2015 Fiscal Year Research-status Report
ジャポニスム期に流出した在欧州におけるきもの及び日本染織品の保有状況の調査
Project/Area Number |
26370150
|
Research Institution | The Kyoto Costume Institute |
Principal Investigator |
周防 珠実 公益財団法人京都服飾文化研究財団, その他部局等, 研究員 (70642578)
|
Co-Investigator(Kenkyū-buntansha) |
深井 晃子 公益財団法人京都服飾文化研究財団, その他部局等, その他 (50309431)
|
Project Period (FY) |
2014-04-01 – 2017-03-31
|
Keywords | ジャポニスム / 在外日本染織品 |
Outline of Annual Research Achievements |
1)本研究の目的:きもの及び日本染織品が欧米に与えた影響の重要性と広域性を検証するため、19世紀中期から20世紀初頭のジャポニスム、即ち日本文化が欧米へ強い影響を与えた時期を中心に欧州に渡った該当品の所在、具体的には海外美術館における保有状況を明らかにする調査である。 2)先行研究と本研究の意義:該当調査はこれまで、フランス及びイギリスにおける調査(2009-11年度「ジャポニスムを背景とした着物の欧米における影響についての研究」文化ファッション研究機構課題採択、深井晃子、長崎巌、稲賀繁美、周防珠実、石関亮)、イタリアにおける調査(2013年度「ジャポニスム期に流失した在イタリアの美術館における日本染織品についての調査」ポーラ美術振興財団平成25年度助成、深井晃子、長崎巌、周防珠実、小島咲)を実施し、ジャポニスム研究において、これまで未開拓であった日本染織品からの視野を切り開いた。
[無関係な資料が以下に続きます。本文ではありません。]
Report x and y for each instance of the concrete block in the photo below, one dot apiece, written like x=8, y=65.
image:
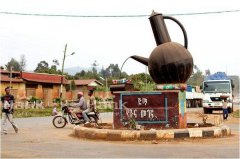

本研究は、まだ十分な調査が行われていなかったオーストリア、ポーランド、ドイツにおける在外日本染織品の所在を初めて総括的に検証することである。これにより、日本染織品の影響の地域的な広がりとともに、領域的広がりを検証することとなり、ジャポニスム研究をさらに深化させることができる。 3)本研究の報告:平成27年度は、ポーランド及びドイツの美術館・博物館を調査研究の対象とし、次の2館を現地調査の対象館として選出した。1.日本美術技術博物館(通称マンガ館)Muzeum Sztuki i Techniki Japońskiej Manggha(クラクフ、ポーランド)、2.ハンブルク美術工芸博物館Museum für Kunst und Gewerbe Hamburg(ハンブルク、ドイツ)。これら2館において、対象品の性格=形状、材質、技法、模様、コンディション、製作年代、及び収集時期、収集方法などにかかわる来歴由来等について現地調査によって明らかにし、記録用写真撮影を実施した。
|
Current Status of Research Progress |
Current Status of Research Progress
2: Research has progressed on the whole more than it was originally planned.
Reason
ポーランドにおいて選択した美術館における、ジャポニスム期に渡った日本染織品の収集状況は、大枠において把握でき、調査研究の目的は達せられた。ドイツにおいては、調査協力に対応してくれた館がハンブルクだけとなり、他の地域での現地調査は本年度には実施ができなかった。しかしながら、ハンブルク工芸美術館が所蔵する該当品は本研究の目的に十分に達するものであり、本年度の目標はおおむね達せられた。
|
Strategy for Future Research Activity |
ハンブルク以外のドイツ、ベルギーなど、当初予定していた現地調査の協力館が現在において得られないため、最終年度となる平成28年度は、現時点までの調査研究を統括する報告書を刊行する。